Cependant, lorsque j'étais passé à Béthléem, j'avais côtoyé les Arabes chrétiens qui, eux, comprenaient la vraie réalité de l'existence qu'ils voulaient pacifique : ils tentaient coûte-que-coûte pacifier les parties belligérantes. 

Je peux vous citer également un autre cas de figure qui, cette fois-ci, n'a rien à voir avec les chrétiens mais a trait aux Alaouites syriens :

« Le village de Ghajar Wazani situé aux confins du Golan à la frontière israélo-libanaise est le village Alaouite d'Israël. Il est situé à quelques kilomètres du lieu-dit les Fermes de Chebaa dans un site enchanteur en surplomb de la rivière Hasbani qui se jette plus loin dans le lac de Tibériade avant de devenir le Jourdain.

En 2010 Israël s'est unilatéralement retiré de la partie Nord du village (Wazani) rendue au Liban et placé sous contrôle des Nations-Unies. Mais les 2200 habitants Alouites de Ghajar Wazani vivent mal cette décision et cette séparation.

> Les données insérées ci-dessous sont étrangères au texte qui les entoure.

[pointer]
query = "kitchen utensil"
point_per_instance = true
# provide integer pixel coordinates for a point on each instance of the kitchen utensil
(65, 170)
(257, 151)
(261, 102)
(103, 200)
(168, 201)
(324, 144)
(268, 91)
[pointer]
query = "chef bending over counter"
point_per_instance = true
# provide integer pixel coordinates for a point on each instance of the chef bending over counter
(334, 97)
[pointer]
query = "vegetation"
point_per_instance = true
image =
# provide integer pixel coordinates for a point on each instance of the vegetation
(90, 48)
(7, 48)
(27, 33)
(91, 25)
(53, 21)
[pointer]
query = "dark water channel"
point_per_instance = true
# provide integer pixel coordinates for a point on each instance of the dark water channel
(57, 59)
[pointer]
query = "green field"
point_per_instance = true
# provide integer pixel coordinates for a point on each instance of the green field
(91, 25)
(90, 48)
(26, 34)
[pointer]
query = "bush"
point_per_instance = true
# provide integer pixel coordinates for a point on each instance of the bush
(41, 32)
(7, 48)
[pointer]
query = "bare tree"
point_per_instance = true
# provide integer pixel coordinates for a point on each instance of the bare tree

Ils parlent hébreu sont israéliens et fier de leur culture et de leurs racines syriennes. »

 

http://www.gerard-brazon.com/article-des-syriens-alaouites-vivent-deja-en-israel-sur-le-golan-a-la-frontiere-libanaise-100885387.html)

 

Avant le retrait d'Israël survenu en 2010, les habitants du village se plaignaient régulièrement des poursuites des autorités hébreues. Je vous en laisse juges.

 

Pour ce qui est de la politique de la Fédération de Russie, elle est facilement explicable par le fait que plus de 30% de population d'Israël est d'origine soviétique (attention à ne pas confondre avec les Russes) et dans la plupart de cas a gardé des attaches familiales en ex-URSS sinon la citoyenneté des pays de la CEI. Moscou qu'a-t-elle à faire si ce n'est d'accepter le statut de ces gens, souvent bi-patrides, avec un passeport russe ou arménien ou encore kazakh en poche ?

 

Comme nous voyons, deux arguments - et de taille - sont de mise. Tout d'abord, on ne saurait renier à Israël son droit d'existence là où il est. C'est une réalité objective et inébranlable. Secundo, on ne peut effacer la mémoire et l'historique de plusieurs millions de familles russo-israéliennes qui forment d'ailleurs un électorat bien en vue dans les deux pays en question.

 

Il est vrai que es relations avec la Russie ne sont pas toujours au beau fixe, mais Vladimir Poutine semble réussir son pari en reprenant la même tactique dont il a su faire preuve en traitant le problème tchétchène, dans le Caucase.

 

Pour comprendre cette politique, il faut appréhender la logique intrinsèque de la Russie : elle se pense et agit en une nation pluri-ethnique et multi-lingue. C'est un peu l'ONU en miniature occupant l'espace d'un continent et solidement soudé par les ethnies russe et tatare. Cet Etat reconnaît les siensd par rapport au droit de la langue (parler russe comme au moins la langue de communication inter-ethnique), droit du sol et/ou du sang (vivre, être né ou être apparenté à la population locale, russe, tatare, biélorusse, ukrainienne, juive, arménienne ou autre), droit de religion (facultatif mais de plus en plus fort dans le subconscient collectif)...

 

Les Juifs russes qui ont de la famille en Israël n'échappent pas à la règle générale : je connais plusieurs couples ou Papa lit la Torah tous les jours, mais les petits sont baptisés et vont à la messe de dimanche. Comme quoi on ne peut épurer le monde, mais on est obligé de trouver des compromis.

 

Quant à Poutine et à sa politique par rapport à Israël, à mon sens, il reste pragmatique en reconnaissant ce pays pour une puissance régionale et recherchant la paix et la coopération. Comme il le fait d'ailleurs avec d'autres pays de la région. Cette politique s'avère être la plus sage Moscou n'ayant pas de partis pris au Proche-Orient et ne cherchant point à en acquérir.